Ein Datenmarktplatz ermöglicht es Unternehmen, schneller zu handeln, bessere Entscheidungen zu treffen und mehr Nutzen aus ihren Datenbeständen zu ziehen.

Verwandeln Sie Ihre Informationen in einen strategischen Datenbestand

Actian Data Intelligence-Plattform revolutioniert den internen Datenhandel durch eine föderierte Knowledge-Graph-Architektur, die intelligente, multilaterale Beziehungen zwischen Datenbeständen herstellt. Diese Grundlage ermöglicht:

  • Automatisiertes Datenproduktmanagement durch kontinuierliches Scannen und Metadaten .
  • Dynamische, kontextbezogene Erlebnisse, die sich an Nutzer anpassen.
  • Integration mit über 75 Unternehmensdatenquellen, darunter Snowflake, Azure, AWS, Tableau, Power BI, SQL Server, Oracle, SAP, MongoDB und Databricks.
  • Nahtlose Anbindung an bestehende Tools für Datenqualität und Governance.

Unternehmen können Marktplatz-Erlebnisse schaffen, die traditionelle Datenkataloge in lebendige Ökosysteme verwandeln, in denen Teams zusammenarbeiten, Wissen austauschen und durch vertrauenswürdige Datenprodukte Innovationen vorantreiben.
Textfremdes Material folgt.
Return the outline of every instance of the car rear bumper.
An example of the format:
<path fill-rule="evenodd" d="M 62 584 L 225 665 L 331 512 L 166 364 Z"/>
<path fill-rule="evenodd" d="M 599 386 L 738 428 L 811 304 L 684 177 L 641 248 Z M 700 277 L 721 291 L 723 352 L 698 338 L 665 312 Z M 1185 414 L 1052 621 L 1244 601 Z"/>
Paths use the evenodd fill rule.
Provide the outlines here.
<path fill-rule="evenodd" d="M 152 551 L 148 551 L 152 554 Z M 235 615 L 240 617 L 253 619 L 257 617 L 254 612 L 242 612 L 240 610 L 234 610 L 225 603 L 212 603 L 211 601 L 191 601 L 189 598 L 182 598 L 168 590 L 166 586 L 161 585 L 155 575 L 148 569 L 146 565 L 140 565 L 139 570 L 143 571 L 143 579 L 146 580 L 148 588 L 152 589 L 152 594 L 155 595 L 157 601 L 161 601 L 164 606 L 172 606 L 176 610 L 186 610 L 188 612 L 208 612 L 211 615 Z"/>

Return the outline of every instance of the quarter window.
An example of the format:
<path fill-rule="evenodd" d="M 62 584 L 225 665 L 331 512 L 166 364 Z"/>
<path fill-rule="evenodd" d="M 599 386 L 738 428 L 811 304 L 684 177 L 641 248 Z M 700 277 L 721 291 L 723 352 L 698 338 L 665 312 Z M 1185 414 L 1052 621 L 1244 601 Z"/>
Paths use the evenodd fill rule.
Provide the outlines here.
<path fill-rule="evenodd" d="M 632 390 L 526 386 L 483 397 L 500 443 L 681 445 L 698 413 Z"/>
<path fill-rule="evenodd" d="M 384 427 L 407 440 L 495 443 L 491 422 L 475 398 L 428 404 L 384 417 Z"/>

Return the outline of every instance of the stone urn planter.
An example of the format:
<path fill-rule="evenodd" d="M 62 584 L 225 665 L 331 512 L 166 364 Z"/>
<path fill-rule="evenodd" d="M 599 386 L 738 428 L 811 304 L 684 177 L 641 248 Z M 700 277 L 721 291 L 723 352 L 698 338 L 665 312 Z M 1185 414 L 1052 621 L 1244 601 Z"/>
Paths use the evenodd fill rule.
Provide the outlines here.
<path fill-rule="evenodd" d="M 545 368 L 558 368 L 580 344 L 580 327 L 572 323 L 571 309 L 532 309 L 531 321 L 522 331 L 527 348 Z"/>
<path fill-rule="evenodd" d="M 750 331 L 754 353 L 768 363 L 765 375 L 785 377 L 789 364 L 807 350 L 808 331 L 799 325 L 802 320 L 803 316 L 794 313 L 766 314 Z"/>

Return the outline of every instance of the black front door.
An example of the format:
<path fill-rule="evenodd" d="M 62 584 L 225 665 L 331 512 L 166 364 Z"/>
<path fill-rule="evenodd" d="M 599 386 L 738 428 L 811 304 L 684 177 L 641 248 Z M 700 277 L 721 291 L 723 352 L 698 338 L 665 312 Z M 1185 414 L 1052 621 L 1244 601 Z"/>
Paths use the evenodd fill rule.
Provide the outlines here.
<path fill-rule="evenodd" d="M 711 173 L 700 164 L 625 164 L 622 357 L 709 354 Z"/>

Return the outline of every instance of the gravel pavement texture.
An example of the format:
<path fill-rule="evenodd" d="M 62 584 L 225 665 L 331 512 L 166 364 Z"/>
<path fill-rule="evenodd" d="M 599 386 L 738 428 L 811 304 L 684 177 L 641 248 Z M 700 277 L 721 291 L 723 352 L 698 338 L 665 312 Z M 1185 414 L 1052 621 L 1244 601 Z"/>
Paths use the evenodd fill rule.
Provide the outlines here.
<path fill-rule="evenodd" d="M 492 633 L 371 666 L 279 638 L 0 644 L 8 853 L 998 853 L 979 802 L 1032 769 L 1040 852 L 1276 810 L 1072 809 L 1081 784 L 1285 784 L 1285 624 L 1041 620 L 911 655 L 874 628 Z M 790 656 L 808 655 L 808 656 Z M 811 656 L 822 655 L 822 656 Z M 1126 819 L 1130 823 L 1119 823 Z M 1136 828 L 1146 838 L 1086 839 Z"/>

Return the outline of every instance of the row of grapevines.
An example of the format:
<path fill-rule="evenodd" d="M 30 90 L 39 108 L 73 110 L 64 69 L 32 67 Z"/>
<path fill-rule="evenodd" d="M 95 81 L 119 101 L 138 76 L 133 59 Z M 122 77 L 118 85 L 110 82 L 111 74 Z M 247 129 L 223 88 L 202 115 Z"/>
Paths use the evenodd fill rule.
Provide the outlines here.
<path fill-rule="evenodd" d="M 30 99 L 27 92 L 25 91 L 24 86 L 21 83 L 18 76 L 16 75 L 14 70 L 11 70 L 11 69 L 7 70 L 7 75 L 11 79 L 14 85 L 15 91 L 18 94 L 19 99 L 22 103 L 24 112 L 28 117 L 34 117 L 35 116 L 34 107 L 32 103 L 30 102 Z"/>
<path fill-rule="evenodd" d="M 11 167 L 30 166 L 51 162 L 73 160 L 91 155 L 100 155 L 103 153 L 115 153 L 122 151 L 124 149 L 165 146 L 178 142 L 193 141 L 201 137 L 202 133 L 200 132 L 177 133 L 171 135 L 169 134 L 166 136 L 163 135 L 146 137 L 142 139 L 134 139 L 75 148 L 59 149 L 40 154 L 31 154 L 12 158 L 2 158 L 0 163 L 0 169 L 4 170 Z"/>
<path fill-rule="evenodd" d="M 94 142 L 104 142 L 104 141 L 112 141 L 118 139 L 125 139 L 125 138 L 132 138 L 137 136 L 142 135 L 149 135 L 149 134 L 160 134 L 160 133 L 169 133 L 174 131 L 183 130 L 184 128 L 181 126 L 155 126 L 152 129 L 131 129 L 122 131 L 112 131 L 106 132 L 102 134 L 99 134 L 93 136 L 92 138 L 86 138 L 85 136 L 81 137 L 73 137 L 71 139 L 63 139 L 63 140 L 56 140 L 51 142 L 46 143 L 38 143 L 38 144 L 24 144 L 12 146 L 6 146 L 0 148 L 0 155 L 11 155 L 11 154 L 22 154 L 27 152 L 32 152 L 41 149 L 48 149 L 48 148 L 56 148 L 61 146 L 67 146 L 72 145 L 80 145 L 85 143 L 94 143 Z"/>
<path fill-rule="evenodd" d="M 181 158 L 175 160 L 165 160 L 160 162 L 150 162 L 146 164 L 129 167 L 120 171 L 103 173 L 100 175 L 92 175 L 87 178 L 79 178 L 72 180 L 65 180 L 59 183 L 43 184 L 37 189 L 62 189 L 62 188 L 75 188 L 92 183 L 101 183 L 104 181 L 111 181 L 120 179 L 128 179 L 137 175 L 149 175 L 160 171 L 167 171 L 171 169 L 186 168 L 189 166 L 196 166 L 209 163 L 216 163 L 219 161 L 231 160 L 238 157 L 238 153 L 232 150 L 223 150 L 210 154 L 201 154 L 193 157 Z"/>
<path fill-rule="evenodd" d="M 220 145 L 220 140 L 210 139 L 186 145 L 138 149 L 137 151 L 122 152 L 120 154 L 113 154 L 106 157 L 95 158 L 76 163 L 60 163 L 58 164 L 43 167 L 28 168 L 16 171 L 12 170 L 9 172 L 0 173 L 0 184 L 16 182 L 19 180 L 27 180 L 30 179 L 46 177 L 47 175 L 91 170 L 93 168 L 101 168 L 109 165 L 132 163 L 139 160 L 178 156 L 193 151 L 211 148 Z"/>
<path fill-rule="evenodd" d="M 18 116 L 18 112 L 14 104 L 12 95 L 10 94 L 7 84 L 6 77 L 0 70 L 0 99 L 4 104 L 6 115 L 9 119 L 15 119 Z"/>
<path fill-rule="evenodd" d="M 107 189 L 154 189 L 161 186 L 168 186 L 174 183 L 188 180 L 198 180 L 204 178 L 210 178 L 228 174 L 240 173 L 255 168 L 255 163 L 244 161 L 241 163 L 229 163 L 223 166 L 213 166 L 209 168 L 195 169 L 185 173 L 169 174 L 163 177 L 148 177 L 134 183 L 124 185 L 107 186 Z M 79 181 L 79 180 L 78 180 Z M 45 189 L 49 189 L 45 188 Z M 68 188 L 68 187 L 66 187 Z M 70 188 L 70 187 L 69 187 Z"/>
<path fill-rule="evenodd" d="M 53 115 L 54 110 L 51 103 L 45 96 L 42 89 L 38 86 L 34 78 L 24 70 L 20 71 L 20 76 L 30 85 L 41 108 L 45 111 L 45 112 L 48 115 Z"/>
Erste Schritte mit Unternehmensdatenmarktplätzen

Die Einführung eines internen Marktplatzes beginnt mit dem Verständnis Datenlandschaft Nutzer Ihres Unternehmens. Actian ermöglicht es Datenteams, klein anzufangen und schrittweise zu skalieren, indem automatisierte Erkennung und Klassifizierung genutzt werden, um umfassende Datenproduktkataloge ohne großen manuellen Aufwand aufzubauen. Der Dual-Anwendungsansatz der Plattform stellt sicher, dass sowohl Produzenten als auch Konsumenten über für ihre Arbeitsabläufe optimierte Tools verfügen, während die Knowledge-Graph-Technologie intelligente Beziehungen schafft, die die Datenerkennung intuitiv und effektiv machen.